During the first chaotic months of the Covid-19 pandemic, it was already clear that the novel coronavirus spreading around the world didn’t affect everyone equally. The earliest clinical data out of China showed that some people consistently fared worse than others, notably men, the elderly, and smokers. It made some scientists wonder: What if the elevated risk of severe infection and death shared by these different people all boils down to differences in a single protein?
Jason Sheltzer, a molecular biologist at Cold Spring Harbor Laboratory, started talking about this possibility with his partner, Joan Smith, a software engineer at Google, during the early days of their New York lockdown. “We thought maybe the simplest explanation could be if all these factors affected the expression of ACE2,” says Sheltzer.
ACE2, which stands for angiotensin-converting enzyme 2, is a protein that sits on the surface of many types of cells in the human body, including in the heart, gut, lungs, and inside the nose. It’s a key cog in a biochemical pathway that regulates blood pressure, wound healing, and inflammation.

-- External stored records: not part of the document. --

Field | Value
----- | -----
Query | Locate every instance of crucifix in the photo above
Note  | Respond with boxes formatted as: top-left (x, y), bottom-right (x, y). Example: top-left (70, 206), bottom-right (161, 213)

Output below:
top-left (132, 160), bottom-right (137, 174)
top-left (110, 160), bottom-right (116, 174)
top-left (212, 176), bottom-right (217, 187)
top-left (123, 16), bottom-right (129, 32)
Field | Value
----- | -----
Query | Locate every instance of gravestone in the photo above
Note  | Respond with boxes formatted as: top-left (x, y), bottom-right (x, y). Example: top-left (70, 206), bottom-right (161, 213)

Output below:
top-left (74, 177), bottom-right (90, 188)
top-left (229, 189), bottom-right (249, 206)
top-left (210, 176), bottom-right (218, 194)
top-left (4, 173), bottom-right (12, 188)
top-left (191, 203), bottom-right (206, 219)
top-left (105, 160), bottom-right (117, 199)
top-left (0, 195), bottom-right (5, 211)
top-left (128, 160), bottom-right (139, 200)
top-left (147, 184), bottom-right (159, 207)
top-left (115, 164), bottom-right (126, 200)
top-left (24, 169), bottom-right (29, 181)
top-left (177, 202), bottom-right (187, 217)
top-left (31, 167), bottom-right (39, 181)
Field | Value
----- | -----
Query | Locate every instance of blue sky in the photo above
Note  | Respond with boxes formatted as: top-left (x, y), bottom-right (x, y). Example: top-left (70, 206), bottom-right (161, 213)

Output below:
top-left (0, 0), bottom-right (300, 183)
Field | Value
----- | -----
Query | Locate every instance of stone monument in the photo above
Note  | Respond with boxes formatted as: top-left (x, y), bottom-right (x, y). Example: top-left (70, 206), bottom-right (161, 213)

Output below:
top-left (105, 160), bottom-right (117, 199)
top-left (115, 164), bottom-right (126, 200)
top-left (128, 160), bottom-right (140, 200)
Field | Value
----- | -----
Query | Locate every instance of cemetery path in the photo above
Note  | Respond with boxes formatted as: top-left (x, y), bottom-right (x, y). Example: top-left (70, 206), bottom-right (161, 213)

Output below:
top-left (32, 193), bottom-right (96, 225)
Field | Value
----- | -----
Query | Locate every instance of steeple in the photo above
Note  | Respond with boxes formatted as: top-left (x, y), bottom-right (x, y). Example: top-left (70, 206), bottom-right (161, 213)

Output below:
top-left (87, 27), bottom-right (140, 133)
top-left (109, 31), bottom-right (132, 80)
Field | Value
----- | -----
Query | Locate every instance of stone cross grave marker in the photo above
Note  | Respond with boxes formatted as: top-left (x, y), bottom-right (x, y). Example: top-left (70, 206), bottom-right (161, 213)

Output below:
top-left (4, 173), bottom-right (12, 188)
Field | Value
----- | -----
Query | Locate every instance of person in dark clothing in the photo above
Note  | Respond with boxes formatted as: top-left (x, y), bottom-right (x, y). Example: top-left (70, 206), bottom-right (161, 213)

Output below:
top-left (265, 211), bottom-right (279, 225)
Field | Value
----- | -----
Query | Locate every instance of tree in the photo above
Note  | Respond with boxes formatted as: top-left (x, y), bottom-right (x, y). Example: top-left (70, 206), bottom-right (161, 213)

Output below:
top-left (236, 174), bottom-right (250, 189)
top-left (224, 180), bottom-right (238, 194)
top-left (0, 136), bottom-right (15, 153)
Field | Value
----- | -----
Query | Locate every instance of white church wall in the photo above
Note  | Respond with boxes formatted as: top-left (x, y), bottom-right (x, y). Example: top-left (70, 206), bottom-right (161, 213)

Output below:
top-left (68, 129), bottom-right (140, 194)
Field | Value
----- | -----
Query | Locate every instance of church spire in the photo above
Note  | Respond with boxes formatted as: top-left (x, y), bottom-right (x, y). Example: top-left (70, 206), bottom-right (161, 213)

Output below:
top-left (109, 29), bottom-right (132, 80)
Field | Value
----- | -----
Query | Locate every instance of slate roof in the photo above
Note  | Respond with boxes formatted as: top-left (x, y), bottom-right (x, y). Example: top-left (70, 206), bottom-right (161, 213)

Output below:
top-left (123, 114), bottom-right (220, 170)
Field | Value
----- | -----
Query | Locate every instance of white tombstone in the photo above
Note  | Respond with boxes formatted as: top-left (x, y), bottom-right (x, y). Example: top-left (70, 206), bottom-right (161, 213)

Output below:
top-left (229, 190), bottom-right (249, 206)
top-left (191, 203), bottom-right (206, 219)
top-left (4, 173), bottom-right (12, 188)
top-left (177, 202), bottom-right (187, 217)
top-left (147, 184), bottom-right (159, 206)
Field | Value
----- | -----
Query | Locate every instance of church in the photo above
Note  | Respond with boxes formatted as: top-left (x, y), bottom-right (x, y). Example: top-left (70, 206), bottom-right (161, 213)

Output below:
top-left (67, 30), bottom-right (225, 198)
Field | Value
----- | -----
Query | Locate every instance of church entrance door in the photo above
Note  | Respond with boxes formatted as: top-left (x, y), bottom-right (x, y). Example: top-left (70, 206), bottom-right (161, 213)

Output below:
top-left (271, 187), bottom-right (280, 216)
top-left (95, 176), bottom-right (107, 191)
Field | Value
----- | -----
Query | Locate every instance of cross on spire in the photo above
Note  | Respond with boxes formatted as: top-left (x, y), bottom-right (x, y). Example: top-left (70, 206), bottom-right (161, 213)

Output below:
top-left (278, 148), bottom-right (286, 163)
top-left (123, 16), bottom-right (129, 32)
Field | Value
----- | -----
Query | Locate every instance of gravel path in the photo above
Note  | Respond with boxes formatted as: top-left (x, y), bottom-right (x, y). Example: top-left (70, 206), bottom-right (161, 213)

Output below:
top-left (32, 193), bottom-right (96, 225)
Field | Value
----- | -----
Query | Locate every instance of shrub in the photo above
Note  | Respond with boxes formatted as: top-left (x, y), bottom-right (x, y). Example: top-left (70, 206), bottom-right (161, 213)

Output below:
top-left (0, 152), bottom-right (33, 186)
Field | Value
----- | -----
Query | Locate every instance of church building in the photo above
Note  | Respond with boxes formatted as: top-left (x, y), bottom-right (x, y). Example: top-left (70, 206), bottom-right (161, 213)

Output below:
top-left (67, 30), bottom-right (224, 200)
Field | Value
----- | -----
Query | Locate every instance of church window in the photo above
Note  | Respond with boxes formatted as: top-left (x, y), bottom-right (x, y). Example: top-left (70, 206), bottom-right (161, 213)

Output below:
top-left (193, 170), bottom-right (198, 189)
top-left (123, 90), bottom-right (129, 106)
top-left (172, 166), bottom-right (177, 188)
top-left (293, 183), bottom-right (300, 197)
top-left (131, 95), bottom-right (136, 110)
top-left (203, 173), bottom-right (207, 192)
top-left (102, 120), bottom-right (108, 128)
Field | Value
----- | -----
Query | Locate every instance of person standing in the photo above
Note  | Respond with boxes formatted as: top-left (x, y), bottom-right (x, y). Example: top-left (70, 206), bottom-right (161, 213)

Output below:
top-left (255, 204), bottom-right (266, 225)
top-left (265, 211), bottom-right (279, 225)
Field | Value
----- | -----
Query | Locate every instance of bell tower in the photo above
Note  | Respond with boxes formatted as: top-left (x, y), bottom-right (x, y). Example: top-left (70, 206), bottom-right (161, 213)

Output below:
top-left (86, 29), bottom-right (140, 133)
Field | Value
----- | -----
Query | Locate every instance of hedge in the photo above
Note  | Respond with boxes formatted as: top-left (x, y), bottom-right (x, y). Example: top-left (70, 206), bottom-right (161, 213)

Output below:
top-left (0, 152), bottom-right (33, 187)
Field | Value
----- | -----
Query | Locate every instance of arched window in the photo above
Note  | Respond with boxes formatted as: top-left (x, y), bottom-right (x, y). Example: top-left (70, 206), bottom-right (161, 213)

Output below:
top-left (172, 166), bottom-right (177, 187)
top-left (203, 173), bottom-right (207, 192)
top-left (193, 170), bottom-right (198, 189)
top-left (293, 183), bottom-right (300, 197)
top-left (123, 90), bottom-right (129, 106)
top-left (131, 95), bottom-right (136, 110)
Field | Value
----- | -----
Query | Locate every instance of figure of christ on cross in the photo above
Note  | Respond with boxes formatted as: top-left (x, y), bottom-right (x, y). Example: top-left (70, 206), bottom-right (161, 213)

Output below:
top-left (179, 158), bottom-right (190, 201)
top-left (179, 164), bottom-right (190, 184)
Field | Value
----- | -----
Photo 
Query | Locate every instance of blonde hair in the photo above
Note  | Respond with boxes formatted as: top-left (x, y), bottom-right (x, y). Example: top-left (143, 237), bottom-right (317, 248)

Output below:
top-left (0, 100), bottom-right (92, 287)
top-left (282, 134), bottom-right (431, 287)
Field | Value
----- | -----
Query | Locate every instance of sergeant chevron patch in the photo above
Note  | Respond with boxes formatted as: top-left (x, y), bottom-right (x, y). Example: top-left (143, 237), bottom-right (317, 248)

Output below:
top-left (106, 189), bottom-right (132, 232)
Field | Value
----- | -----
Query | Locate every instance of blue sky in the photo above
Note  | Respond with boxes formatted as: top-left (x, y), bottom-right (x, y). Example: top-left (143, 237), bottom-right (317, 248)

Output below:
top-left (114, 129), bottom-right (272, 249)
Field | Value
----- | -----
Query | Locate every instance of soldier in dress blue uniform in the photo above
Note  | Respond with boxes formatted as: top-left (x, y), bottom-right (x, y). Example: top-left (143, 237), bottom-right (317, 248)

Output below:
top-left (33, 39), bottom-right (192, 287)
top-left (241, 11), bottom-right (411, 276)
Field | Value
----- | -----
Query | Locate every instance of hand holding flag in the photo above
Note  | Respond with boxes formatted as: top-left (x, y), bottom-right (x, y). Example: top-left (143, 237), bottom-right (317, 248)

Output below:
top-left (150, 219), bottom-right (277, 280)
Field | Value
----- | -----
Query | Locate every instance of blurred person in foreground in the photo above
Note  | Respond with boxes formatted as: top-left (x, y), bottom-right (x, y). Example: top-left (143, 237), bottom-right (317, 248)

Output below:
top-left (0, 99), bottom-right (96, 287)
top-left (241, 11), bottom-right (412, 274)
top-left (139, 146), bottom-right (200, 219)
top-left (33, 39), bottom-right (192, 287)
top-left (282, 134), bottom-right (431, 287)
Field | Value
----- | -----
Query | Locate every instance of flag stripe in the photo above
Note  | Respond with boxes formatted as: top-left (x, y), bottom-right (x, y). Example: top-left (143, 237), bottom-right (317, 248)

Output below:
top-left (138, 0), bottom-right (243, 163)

ACE2’s amino acids form a grooved pocket, allowing it to snag and chop up a destructive protein called angiotensin II, which drives up blood pressure and damages tissues. But angiotensin II isn’t the only thing that fits in ACE2’s pocket. So does the tip of the mace-like spike proteins that project from SARS-CoV-2, the coronavirus that causes Covid-19. Like a key turning in a latch, the virus gains entry to the cell through ACE2, then hijacks the cell’s protein-making machinery to make copies of itself. An infection begins.
In the early days of the pandemic, the thinking went something like this: The more ACE2 a person has, the easier it should be for the coronavirus to invade and advance through their tissues, causing more severe forms of the disease. The more ways inside someone’s cells, the higher the person’s risk. That’s the hypothesis Sheltzer and Smith were interested in investigating. They weren’t alone. As the virus spread beyond China, other high-risk groups surfaced: people with heart conditions, high blood pressure, diabetes, and obesity. Many people in these groups take medications that are known to boost ACE2 expression. So again, scientists wondered, could that protein be responsible?
But as researchers began to probe the relationship between ACE2 and this dangerous new disease, the data refused to line up in any neat, predictable patterns. “What we know now is that there aren’t any simplistic, reductionist explanations that can unify all the clinical data that’s been recovered so far,” says Sheltzer. Instead, a more complicated picture has emerged. But it’s one that still has ACE2 at the center of the action.
Smoking Dials Up the ACE2
Sheltzer and Smith, confined to their home, couldn’t run any experiments to tease out their initial hypothesis. Instead, they combed through existing data sets from both animal and human studies that measured the level of gene expression in various tissues. Over and over, they found that women and men produced similar amounts of ACE2 inside their lung cells. They also couldn’t find any differences between young adults and older ones. Aging didn’t change ACE2 one way or another. But the smokers were a different story.
When they looked at gene expression inside the lungs of smokers versus nonsmokers, they saw a huge spike in ACE2 coming from one particular kind of cell: secretory goblet cells. The job of these mucous-makers is to coat the inside of the respiratory tract, protecting it from any irritants you might breathe in (like say, tar, nicotine, or any of the other 250 harmful chemicals in cigarette smoke). The more people smoked, the more their goblet cells multiplied in an effort to trap these chemicals before they could damage surrounding tissue. Those expanding goblet cell army ranks fueled a surge in ACE2, as Sheltzer and his coauthors described in a study published in Developmental Cell in mid-May.